María venía aún una vez por semana con súplicas y con amenazas, hasta lograr llevarme a un estado de rabia y disgusto en que rompía brutalmente con ella. No volvió, pero durante un tiempo escribió cartas anónimas a Ilsa y a mí. La madre de Aurelia, que reconocía la parte que había tenido su hija en la destrucción de nuestro matrimonio, tomó la costumbre de visitarnos a los dos regularmente. Cuando vino la primera vez, los empleados del ministerio observaban tras las puertas entreabiertas para no perder el escándalo que sin duda iba a armar, y cuando se encontraron con que la buena mujer formaba una amistad con su ex hijo político y su futura esposa, tuvieron un choque más intenso, porque aquello era aún más revolucionario y emocionante. El censor de la cara caballuna no cesaba de repetirme: «Esto sigue siendo más que nunca como una novela extranjera. Nunca hubiera pensado que gentes españolas podían obrar así». Los escuchaba a todos y, con excepción de preparar mis charlas de radio, ni les contestaba ni hacía nada.

Por aquel tiempo, gentes que no tenían conmigo más que un contacto superficial comenzaron a darme consejos sobre mi error en tratar de casarme con una extranjera en lugar de seguirla teniendo como mi querida. En tanto que habían creído que un español había «conquistado» a una mujer extranjera, sus sentimientos masculinos se habían sentido halagados, pero ahora se alarmaban porque se escapaba de su código y creían que iba a cometer una inmoralidad. Coincidían con las insinuaciones de Rubio y me llenaban de repugnancia, una excusa adicional para desdeñar los rumores que llegaban a mí sobre mi debilidad creciente, mis ataques de furia y mi salud insegura. Aquellos rumores casi me halagaban, y los favorecía. Sólo cuando veía el disgusto de Ilsa y su preocupación, y cuando Torres, o el viejo sargento, o Agustín, o Ángel, o los viejos amigos de la taberna de Serafín me mostraban su fe en mí, conseguía el impulso necesario para obrar en contra espasmódicamente.

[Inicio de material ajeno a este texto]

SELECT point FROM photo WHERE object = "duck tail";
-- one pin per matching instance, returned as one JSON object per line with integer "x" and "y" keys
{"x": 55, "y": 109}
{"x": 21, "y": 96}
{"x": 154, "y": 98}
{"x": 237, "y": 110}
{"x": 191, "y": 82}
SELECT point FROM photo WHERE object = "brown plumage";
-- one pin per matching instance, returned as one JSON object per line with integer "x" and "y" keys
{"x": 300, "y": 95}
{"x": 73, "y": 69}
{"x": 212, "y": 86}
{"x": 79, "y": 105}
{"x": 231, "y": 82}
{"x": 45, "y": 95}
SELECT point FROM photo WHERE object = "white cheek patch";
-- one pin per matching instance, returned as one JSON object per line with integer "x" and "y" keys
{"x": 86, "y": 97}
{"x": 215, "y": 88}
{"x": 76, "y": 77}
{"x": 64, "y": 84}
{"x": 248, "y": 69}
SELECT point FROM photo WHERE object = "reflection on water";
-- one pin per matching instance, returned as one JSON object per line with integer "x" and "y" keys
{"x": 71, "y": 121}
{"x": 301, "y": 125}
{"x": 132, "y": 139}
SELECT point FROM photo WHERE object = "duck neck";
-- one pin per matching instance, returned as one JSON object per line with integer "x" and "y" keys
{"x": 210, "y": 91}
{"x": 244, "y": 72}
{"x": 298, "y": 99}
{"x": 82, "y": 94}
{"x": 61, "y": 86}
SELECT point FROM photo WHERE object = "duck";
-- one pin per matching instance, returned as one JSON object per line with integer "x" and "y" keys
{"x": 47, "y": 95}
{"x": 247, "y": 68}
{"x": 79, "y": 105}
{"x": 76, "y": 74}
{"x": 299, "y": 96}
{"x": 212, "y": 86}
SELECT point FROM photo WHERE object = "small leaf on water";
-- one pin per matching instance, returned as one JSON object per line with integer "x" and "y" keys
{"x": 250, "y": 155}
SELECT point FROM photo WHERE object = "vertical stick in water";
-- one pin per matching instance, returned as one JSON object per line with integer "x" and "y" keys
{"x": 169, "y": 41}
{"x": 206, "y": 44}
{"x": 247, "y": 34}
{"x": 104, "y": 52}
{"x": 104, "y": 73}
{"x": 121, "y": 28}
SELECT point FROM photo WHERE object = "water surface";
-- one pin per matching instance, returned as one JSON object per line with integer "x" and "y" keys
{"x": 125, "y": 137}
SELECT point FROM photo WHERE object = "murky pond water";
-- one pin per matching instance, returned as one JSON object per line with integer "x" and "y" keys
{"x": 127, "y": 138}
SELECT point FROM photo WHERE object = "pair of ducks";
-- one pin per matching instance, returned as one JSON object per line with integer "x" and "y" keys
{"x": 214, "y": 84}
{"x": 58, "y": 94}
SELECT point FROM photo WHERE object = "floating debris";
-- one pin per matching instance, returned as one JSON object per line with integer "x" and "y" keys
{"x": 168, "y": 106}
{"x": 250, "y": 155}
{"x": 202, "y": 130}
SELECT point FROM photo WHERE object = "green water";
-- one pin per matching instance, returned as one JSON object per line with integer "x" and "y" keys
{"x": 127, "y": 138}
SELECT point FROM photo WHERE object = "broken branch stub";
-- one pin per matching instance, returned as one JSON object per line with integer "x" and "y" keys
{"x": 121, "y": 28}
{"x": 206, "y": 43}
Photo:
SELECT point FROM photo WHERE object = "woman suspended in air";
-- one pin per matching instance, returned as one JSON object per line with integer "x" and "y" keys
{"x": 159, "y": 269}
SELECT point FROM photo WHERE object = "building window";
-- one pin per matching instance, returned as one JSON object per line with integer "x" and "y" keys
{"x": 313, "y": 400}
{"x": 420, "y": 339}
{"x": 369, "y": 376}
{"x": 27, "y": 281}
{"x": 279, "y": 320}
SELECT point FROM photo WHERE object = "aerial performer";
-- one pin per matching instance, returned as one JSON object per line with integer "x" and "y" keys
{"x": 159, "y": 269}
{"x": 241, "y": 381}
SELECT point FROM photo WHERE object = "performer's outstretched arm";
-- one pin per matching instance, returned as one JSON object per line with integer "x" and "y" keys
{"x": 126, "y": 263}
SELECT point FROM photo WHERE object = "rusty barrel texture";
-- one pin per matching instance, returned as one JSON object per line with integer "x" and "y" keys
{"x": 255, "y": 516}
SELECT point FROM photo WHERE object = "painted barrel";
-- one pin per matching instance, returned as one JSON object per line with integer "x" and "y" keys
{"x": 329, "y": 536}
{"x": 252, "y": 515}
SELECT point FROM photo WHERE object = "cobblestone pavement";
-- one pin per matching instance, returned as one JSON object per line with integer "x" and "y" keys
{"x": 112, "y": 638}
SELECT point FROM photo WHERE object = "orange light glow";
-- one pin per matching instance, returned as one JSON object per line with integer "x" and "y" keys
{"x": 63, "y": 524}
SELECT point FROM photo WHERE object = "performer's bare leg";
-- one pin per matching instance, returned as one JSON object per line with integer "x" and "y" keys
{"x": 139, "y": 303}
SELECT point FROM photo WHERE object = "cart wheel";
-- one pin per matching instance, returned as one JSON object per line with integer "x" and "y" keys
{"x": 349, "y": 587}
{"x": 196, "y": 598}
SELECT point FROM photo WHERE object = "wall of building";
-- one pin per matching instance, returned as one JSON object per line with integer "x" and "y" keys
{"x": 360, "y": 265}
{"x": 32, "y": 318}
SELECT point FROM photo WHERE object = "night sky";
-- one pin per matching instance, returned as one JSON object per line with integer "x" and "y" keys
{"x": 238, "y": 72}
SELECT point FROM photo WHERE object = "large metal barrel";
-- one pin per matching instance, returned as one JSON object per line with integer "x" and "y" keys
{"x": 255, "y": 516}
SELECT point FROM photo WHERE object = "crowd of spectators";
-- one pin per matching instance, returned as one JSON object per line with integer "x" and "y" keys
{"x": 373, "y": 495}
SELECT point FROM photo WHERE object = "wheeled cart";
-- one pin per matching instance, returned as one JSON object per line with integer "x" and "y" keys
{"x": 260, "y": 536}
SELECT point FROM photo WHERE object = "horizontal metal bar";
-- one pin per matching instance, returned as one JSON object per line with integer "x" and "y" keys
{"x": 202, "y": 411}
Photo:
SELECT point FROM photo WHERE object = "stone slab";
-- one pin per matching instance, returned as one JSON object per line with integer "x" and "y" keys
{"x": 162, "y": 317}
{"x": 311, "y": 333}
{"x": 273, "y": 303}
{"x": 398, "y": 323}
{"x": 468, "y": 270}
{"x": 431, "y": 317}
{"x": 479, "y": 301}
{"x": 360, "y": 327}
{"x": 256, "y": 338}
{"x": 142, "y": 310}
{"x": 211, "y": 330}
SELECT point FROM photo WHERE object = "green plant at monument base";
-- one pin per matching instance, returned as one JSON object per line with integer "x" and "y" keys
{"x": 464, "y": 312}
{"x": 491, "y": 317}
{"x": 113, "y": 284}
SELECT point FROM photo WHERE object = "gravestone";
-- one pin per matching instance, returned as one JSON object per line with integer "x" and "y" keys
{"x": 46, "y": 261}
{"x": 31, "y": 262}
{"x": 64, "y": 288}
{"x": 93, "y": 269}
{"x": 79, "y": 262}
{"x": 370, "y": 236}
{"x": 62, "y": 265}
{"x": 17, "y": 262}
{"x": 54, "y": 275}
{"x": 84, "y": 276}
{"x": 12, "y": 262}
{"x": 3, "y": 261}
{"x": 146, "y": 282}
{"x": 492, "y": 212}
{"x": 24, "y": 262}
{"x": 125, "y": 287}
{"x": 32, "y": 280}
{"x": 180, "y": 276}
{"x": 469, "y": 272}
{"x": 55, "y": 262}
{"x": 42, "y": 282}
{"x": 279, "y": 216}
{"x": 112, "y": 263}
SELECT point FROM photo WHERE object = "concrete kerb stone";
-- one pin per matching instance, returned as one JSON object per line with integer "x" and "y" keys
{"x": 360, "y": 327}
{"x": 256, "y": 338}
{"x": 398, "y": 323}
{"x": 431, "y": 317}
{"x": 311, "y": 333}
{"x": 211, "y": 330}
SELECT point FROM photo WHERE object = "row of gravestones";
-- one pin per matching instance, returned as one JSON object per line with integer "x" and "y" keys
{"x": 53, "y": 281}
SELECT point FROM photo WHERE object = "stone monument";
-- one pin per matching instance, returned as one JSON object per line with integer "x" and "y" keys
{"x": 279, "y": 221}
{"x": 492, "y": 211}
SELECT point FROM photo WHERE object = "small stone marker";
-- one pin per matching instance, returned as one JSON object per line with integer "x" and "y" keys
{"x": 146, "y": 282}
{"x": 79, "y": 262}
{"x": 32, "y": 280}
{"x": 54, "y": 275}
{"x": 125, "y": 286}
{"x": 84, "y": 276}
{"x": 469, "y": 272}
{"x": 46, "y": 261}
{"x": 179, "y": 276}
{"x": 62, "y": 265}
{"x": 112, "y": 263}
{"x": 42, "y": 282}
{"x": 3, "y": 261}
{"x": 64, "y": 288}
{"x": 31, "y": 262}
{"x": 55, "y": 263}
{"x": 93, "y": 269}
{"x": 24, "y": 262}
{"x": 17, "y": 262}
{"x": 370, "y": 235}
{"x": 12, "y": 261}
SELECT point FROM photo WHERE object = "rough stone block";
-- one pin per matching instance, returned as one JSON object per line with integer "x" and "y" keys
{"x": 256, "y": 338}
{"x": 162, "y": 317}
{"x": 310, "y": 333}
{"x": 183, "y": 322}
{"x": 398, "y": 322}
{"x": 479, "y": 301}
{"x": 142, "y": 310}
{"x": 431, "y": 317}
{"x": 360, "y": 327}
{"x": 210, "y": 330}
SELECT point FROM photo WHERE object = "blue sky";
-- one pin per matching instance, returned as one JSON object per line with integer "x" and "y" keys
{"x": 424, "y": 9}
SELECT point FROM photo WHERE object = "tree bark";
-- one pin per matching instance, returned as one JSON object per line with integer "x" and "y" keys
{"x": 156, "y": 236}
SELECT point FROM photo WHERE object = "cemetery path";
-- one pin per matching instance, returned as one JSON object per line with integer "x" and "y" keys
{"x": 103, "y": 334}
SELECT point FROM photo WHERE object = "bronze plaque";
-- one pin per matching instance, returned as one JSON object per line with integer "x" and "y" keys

Mientras estaba aún en las angustias de esta crisis, Constancia de la Mora vino en su primera visita a Madrid. Yo sabía que, virtualmente, se había apoderado del control del Departamento de Censura de Valencia y que Rubio no era de su agrado; que era una organizadora eficiente, muy la aristócrata que se había unido a la izquierda por su propia voluntad y que había mejorado muchísimo las relaciones entre la oficina de Valencia y la prensa. Sabía que estaba respaldada por el Partido Comunista y que tenía que haber encontrado irritante que nosotros, en Madrid, obráramos invariablemente como si fuéramos independientes de la autoridad de ellos, o de ella. Buena moza, llena de carnes, con grandes ojos negros; con los modales imperiosos de una matriarca, con la simplicidad de pensamientos de una pensionista de convento y la arrogancia de una nieta de Antonio Maura, inevitablemente tenía que chocar conmigo, como yo con ella. Sin embargo, cuando nos aconsejó, a Ilsa y a mí, que nos tomáramos unas largas vacaciones que bien nos habíamos merecido, estaba dispuesto a creer en sus buenas intenciones. Verdaderamente tenía que descansar y dormir; y por otra parte quería saber qué era lo que las gentes de Valencia querían hacer con nosotros.